Enten töten

Ralf Bruggmann, Autor in Speicher, hat 29 Kurzgeschichten unter dem Titel «Hornhaut» herausgegeben. Am Sonntag ist Buchvernissage in Teufen.
Von  Peter Surber

«Er kennt sie nicht. Er weiss nicht, wie alt sie ist oder in welchem Haus sie wohnt; er weiss nicht, wohin sie fährt, in jenem grossen schwarzen Audi, und wer sonst noch im Wagen sitzt; er weiss nicht, woran sie denkt, während sie wartet, und ob sie ihn sieht, dort am Küchenfenster. Sie hat keinen Namen, sie hat kein Gewicht, kein Gesicht, sie hat kein eigenes Leben, und wenn sie nicht am Strassenrand steht, existiert sie nicht; jedenfalls nicht in seiner Welt. Doch in jenen Minuten am Morgen ist sie da (…).»

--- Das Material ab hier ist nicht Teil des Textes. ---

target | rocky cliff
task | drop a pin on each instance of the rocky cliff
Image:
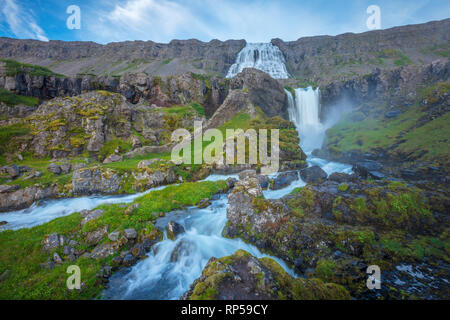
(327, 58)
(178, 56)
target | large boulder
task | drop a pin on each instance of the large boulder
(174, 229)
(96, 180)
(313, 174)
(244, 277)
(264, 92)
(25, 197)
(283, 179)
(368, 168)
(249, 89)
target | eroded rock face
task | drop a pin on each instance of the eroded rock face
(325, 56)
(96, 180)
(313, 174)
(249, 89)
(244, 277)
(333, 230)
(247, 208)
(171, 58)
(23, 198)
(283, 180)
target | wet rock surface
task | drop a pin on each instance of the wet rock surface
(335, 229)
(244, 277)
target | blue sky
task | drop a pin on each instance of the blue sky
(106, 21)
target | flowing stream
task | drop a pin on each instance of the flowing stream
(263, 56)
(172, 266)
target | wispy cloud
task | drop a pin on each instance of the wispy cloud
(21, 21)
(157, 20)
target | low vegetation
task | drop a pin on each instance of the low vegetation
(21, 253)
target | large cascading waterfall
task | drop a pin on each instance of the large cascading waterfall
(304, 112)
(263, 56)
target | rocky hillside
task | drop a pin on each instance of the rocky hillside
(327, 58)
(319, 58)
(176, 57)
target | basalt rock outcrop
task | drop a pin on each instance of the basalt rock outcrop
(244, 277)
(70, 126)
(76, 57)
(397, 86)
(334, 231)
(179, 89)
(330, 58)
(251, 90)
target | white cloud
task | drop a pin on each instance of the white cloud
(255, 21)
(164, 20)
(156, 20)
(21, 22)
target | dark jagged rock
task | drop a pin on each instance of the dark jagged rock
(326, 57)
(23, 198)
(72, 58)
(174, 229)
(313, 174)
(244, 277)
(333, 231)
(366, 168)
(250, 89)
(283, 179)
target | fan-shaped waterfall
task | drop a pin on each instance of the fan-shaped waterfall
(263, 56)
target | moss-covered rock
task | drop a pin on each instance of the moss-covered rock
(244, 277)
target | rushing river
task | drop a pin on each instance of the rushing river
(172, 266)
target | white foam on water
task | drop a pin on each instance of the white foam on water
(262, 56)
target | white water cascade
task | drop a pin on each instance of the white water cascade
(263, 56)
(304, 111)
(173, 265)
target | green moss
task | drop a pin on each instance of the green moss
(21, 250)
(302, 201)
(111, 146)
(154, 203)
(14, 67)
(9, 135)
(12, 99)
(406, 136)
(325, 269)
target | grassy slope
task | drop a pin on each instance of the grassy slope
(21, 251)
(402, 136)
(12, 99)
(14, 67)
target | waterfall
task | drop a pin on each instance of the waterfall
(263, 56)
(304, 112)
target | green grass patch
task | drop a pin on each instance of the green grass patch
(12, 99)
(21, 250)
(14, 67)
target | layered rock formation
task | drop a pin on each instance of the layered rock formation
(176, 57)
(328, 58)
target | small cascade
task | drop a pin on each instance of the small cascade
(304, 112)
(263, 56)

Ralf Bruggmann hat ein Flair für Figuren wie diese «Frau ohne Bedeutung» (so der Titel der Kurzgeschichte): für Menschen, die sich flüchtig begegnen, Einsame, die keine Namen tragen, Paare, die sich fremd bleiben, auch wenn sie sich lieben. Die Schauplätze seiner Geschichten sind unbestimmt wie hier: eine Strasse, der Blick aus einem Fenster, ein Schlafzimmer, Innenräume zumeist, selten Landschaften.

Der Alltag kippt ins Drama

Die Auslöser seiner Szenen sind oft alltäglich – der Blick in die Kaffeetasse wie in der Geschichte «Enten töten», das Abspulen einer alten Kassette wie in «Mixtape», ein Fleck an der Zimmerdecke in «Vielleicht ein Tiger». Daran aber entzündet sich in wenigen Sätzen ein Drama: der Schreck über das Altwerden, die Leere in der Beziehung, Trennungen, ein verpasstes Leben. Seltener sind die Umschläge ins Glück: eine unvermutete Liebesnacht, ein Tanz. Das Entscheidende passiert im Kopf der Figuren – so hilft die Vorstellung, Enten zu töten, der namenlosen Frau für einen Moment über die Banalität des eigenen Lebens hinweg.

Ralf Bruggmann: Hornhaut. Wortlandschaften, Edition Outbird 2017
Buchvernissage: Sonntag, 3. Dezember, 14 Uhr, Zeughaus Teufen

Bruggmanns vordergründig realitätsnahe und manchmal erotische «Wortlandschaften» breiten sich auf brüchigem Boden aus und bergen überraschende Winkel. In den «Zehn Sätzen über Magdalena» (eine der wenigen Personen, die einen Namen bekommen hat) überlagern sich Traum- und Realwelt, Leben und Filmbilder – da hilft auch das rituelle Verbrennen des Romans Fifty Shades of Grey nichts.

Besonders rätselhaft ist «Die Verschwundene»: Eine Namenlose, die von Geburt an fast unbemerkt durch ein Leben geht, das «niemanden zu interessieren schien», bis sie eines Tages verschwunden ist – und ein letztes Tagebuch hinterlässt, dessen letzte Seiten «Schreibübungen ohne Inhalt» sind: aneinandergereihte Auslassungspunkte, schliesslich leere Seiten.

Alles relativ

Sprachskepsis wie in dieser Erzählung tönt bei Bruggmann immer wieder durch; unter anderem handelt gleich die erste Geschichte mit dem Titel «Sie denkt» von einer Frau, die sich in Relativierungen und Konjunktiven verrennt, weil ihr nichts gewiss ist und sich nichts mit Sicherheit sagen lässt.

Ralf Bruggmann (Bild: dachcom)

Vom Autor selber lässt sich hingegen mit Sicherheit sagen: Er hat Jahrgang 1977, lebt mit Familie in Speicher, ist Texter, hat mit einer Kurzgeschichte aus einem einzigen langen Satz (sie ist hier zu lesen) 2016 den ersten Schreibwettbewerb von Appenzell Ausserrhoden gleich doppelt gewonnen (Jury- und Publikumspreis). Jetzt legt er mit Hornhaut seine erste Buchpublikation vor. Bruggmann hat unter anderem auch schon für Ausstellungen im Zeughaus Teufen Texte verfasst; dort findet jetzt am Sonntag die Buchvernissage statt.